Productive Archiving
Artistic Strategies, Future Memories, and Fluid Identities
- Reveals creative solutions for three key issues around archiving that are usually overlooked, with attention to how they connect with gender, sexuality, race and class
- Taps into the wide interest for 'archival systems' by artists
- Brings together critical insights from cultural and social researchers, theorists, artists and curators on contemporary art and the archive
- Features visual essays by prominent visual artists among whom are William Kentridge and Santu Mofokeng, as well as by emerging artists such as Inge Meijer and Pablo Lerma
Editor: Ernst van Alphen
Contributors: Ernst van Alphen, Aleida Assmann, Annet Dekker, Lars Ebert, Sebastián Díaz Morales, Monika Huber, William Kentridge, Pablo Lerma, Inge Meijer, Santu Mofokeng, Merapi Obermayer, Walid Raad, Ana Paula Saab, Drew Sawyer, Carla Subrizi, Marjan Teeuwen, Daria Tuminas, Jeffrey Wallen
Support: Prins Bernhard Cultuurfonds
Design: Lotte Lara Schröder
Info: Spring 2023 | Valiz with support from Prins Bernhard Cultuurfonds | pb | c. 24 x 17 cm (h x w) | 272 pp. | English | ISBN 978-94-93246-16-4
Ernst van Alphen (b. 1958) is a cultural analyst and a professor emeritus of Literary Studies at the Leiden University Centre for the Arts in Society. His publications include Shame! and Masculinity (Valiz, 2020); Failed Images (Valiz, 2018); Staging the Archive (Reaktion Books, 2014).

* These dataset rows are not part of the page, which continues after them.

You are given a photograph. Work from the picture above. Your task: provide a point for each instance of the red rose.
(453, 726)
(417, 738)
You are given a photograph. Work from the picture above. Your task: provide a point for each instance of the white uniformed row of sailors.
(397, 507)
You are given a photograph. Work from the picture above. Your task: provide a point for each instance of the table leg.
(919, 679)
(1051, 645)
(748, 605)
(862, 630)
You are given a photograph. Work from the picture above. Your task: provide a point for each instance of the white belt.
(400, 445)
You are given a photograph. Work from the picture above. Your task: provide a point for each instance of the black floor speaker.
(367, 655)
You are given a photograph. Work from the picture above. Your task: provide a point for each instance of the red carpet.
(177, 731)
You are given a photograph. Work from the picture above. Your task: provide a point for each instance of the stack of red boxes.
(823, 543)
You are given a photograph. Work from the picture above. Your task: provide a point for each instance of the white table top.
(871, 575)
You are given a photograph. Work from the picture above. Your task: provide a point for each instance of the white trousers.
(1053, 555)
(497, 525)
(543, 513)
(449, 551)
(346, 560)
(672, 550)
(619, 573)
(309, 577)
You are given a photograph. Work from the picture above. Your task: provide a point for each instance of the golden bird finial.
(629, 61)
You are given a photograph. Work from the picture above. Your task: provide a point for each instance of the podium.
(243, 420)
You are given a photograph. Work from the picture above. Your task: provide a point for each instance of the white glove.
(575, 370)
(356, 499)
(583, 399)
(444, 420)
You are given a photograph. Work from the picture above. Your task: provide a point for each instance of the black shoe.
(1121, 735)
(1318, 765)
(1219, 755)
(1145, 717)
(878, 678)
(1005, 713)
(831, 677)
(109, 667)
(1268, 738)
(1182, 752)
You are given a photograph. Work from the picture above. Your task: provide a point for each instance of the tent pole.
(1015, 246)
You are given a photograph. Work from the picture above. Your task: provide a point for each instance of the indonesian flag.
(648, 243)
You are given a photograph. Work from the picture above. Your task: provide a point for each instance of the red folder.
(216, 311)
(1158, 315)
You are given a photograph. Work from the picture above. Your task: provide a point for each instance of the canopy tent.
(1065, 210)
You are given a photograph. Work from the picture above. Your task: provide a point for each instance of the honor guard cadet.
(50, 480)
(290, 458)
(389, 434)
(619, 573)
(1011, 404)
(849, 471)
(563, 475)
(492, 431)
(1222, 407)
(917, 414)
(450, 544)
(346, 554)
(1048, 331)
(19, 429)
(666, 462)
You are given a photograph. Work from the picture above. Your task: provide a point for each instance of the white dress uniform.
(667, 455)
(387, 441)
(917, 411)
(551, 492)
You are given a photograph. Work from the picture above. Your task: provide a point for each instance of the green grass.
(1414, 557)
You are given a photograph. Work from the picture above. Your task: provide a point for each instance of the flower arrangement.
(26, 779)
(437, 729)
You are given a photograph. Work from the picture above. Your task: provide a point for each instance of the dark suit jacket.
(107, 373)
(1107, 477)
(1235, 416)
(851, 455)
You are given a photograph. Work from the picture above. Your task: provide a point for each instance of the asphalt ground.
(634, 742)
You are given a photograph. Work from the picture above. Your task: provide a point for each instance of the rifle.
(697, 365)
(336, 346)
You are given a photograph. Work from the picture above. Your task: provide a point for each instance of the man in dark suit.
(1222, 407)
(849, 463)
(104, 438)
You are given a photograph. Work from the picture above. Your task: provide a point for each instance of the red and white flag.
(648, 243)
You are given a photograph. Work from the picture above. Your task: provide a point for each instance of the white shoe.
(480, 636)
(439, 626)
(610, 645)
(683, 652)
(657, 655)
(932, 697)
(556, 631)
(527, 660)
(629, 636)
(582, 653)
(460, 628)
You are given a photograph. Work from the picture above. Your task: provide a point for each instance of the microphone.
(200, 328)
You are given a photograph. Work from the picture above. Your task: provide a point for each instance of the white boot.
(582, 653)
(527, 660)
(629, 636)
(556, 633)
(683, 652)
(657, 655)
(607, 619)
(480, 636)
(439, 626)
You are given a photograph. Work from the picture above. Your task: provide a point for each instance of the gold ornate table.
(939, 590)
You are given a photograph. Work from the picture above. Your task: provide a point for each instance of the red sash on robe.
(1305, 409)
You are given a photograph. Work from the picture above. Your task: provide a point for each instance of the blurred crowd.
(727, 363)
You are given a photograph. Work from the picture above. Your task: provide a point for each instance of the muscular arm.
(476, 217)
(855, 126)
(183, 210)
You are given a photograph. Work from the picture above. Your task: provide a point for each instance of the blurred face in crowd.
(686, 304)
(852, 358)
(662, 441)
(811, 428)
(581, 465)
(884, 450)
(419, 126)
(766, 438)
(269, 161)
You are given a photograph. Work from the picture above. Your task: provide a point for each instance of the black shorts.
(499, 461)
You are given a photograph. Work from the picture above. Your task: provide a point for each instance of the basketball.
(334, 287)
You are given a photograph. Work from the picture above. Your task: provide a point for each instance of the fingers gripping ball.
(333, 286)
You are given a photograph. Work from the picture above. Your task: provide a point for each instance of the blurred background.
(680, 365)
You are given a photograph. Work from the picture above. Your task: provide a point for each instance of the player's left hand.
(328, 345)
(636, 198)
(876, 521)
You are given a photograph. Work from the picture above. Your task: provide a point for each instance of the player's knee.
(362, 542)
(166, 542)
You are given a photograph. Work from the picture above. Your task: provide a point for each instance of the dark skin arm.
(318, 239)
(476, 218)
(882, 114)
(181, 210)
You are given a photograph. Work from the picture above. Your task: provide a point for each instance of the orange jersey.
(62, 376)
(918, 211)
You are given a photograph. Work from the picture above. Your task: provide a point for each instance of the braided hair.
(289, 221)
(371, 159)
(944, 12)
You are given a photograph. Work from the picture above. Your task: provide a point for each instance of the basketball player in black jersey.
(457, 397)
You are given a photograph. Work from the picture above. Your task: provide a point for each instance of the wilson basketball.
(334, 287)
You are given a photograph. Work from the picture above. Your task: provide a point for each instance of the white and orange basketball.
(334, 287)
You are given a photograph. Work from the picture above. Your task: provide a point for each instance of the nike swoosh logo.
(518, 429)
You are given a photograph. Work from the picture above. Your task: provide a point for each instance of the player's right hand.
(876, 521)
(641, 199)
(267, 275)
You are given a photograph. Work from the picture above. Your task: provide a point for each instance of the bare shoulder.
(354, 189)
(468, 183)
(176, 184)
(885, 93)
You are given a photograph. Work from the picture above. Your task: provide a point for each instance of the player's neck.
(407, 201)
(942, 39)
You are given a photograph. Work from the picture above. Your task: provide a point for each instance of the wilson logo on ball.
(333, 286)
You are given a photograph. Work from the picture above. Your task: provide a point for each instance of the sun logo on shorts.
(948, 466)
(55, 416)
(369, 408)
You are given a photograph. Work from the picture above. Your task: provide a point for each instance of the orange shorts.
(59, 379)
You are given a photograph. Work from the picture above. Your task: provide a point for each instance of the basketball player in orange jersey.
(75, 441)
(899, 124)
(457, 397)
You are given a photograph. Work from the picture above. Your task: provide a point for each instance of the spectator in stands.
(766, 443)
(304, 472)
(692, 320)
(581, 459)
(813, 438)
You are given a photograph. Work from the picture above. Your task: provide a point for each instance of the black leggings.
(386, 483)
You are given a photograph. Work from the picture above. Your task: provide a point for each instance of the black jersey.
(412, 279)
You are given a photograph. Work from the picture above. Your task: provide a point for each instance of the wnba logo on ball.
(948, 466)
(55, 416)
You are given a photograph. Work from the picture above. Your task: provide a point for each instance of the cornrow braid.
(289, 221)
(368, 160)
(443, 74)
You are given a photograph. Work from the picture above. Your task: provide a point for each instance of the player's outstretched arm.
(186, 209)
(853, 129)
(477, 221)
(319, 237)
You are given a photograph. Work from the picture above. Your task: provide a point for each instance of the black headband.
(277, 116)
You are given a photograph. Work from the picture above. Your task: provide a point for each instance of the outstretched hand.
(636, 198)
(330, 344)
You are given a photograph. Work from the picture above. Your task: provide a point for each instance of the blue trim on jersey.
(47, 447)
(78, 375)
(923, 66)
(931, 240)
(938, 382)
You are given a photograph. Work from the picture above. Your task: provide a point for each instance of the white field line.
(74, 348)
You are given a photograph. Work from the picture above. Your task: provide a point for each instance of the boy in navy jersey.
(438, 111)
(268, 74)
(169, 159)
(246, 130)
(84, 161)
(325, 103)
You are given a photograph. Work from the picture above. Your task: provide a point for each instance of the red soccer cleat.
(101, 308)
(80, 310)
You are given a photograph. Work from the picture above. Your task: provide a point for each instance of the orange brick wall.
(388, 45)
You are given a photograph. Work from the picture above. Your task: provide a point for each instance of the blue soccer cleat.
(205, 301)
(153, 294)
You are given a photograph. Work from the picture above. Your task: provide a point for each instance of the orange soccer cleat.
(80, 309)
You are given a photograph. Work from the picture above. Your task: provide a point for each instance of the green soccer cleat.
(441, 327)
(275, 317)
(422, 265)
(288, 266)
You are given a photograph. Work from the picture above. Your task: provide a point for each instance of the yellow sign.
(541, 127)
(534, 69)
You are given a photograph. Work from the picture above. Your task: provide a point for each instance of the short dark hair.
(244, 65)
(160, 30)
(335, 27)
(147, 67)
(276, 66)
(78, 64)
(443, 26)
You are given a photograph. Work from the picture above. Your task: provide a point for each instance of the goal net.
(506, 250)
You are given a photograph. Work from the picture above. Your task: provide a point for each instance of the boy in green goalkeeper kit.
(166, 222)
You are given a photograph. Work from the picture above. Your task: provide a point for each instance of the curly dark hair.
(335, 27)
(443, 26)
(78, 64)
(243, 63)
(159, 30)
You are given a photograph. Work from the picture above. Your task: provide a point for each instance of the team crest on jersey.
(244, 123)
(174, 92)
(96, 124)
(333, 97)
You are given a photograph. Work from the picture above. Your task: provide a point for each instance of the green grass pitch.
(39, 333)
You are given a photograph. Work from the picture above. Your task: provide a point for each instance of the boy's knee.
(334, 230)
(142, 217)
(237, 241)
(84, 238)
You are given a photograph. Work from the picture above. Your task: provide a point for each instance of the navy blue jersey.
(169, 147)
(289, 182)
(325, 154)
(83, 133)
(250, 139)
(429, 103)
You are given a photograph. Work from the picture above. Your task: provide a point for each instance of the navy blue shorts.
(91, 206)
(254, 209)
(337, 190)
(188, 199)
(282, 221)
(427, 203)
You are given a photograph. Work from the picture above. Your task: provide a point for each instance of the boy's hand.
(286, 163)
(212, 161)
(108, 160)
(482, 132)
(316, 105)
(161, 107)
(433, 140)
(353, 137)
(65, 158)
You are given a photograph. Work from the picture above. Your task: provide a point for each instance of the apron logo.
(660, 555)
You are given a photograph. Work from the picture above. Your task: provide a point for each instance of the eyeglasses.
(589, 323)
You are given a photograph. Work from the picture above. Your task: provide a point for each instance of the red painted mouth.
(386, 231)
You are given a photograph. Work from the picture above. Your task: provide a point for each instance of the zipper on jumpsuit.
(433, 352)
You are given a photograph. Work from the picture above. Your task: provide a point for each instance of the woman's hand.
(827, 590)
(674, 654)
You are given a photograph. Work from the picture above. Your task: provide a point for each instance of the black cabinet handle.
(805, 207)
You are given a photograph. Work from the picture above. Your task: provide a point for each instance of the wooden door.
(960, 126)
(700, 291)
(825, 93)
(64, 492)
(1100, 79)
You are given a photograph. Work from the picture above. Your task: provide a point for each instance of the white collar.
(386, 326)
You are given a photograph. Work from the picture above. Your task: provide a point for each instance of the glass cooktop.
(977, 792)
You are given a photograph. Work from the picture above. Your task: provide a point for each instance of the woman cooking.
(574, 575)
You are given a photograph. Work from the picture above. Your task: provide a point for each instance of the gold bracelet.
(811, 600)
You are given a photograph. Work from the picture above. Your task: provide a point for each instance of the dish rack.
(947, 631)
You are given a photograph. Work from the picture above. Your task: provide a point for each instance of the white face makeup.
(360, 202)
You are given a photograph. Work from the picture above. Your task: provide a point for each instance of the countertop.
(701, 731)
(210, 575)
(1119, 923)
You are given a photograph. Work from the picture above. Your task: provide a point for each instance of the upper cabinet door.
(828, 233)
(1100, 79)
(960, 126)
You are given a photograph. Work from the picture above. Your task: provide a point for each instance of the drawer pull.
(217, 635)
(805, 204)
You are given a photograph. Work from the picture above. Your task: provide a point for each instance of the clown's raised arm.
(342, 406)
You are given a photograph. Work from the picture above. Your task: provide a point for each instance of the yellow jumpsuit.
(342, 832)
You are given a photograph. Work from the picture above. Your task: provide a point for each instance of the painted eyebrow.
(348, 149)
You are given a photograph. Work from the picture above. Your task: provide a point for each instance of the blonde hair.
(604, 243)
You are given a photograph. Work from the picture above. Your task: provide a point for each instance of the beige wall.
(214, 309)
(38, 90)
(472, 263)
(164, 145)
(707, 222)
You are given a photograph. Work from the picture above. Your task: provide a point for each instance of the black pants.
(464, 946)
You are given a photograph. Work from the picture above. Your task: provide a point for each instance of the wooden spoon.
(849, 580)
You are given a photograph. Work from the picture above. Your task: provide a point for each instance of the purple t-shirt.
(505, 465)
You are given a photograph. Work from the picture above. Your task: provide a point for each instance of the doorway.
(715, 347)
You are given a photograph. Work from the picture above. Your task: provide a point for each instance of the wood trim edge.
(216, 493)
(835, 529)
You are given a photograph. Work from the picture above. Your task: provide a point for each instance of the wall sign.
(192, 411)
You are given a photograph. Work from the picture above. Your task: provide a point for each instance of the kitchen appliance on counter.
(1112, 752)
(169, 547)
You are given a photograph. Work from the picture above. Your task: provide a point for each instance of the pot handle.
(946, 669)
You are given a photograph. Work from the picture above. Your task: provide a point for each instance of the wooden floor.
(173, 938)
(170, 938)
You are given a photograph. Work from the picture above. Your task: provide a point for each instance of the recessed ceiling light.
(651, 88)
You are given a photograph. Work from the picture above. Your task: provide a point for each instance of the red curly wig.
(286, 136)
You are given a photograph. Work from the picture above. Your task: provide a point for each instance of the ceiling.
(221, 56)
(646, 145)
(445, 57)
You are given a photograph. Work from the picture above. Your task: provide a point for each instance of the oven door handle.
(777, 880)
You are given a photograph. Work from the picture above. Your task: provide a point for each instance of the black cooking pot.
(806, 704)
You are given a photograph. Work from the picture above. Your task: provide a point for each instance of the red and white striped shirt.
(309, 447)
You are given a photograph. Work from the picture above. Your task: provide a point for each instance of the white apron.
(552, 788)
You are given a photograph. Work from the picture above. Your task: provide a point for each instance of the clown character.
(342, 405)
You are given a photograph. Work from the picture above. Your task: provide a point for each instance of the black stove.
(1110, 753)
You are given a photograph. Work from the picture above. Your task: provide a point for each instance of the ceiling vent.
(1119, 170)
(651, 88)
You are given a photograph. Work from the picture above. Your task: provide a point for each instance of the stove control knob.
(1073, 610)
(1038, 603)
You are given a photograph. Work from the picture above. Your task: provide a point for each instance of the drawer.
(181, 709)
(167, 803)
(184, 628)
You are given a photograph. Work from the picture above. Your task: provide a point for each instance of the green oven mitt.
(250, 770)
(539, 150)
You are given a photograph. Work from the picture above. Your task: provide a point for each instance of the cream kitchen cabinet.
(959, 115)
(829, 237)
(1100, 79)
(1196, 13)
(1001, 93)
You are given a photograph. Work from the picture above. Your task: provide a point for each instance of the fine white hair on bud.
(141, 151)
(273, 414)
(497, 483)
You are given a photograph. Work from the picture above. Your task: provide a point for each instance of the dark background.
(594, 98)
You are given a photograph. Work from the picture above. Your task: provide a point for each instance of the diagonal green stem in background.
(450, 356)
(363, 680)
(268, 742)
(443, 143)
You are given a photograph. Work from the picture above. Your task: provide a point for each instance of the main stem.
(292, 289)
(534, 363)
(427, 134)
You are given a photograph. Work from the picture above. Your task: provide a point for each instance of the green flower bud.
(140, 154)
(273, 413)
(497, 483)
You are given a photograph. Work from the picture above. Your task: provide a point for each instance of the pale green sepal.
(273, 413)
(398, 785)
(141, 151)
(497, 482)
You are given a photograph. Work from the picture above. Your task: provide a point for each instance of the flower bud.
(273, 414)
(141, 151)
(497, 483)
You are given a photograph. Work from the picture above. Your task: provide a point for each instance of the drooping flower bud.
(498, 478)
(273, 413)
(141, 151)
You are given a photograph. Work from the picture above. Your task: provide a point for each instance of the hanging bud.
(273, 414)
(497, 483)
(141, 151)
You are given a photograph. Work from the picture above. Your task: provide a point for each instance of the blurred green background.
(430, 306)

Productive Archiving discusses a variety of problems of archival organizations. It mainly focuses on the following three issues that are usually overlooked: first, the question of inclusion in or exclusion from the archive; second, the loss of individuality in the archive, the danger of homogenization; and third, that archiving may become a form of pigeonholing, boxing specific identities into a confined space.
Avoiding the archive because of these problems is not an option, because archival organization is a basic symbolic mode on the basis of which we organize our lives, the past, the present and the future. What this book suggests is that it is best to explore constructive and creative solutions for these problems. Especially artistic archives seem to be able to develop these possible solutions, because they offer speculative, unexpected ways to order, select, and narrate specific information, and bring about new connections and archival organizations.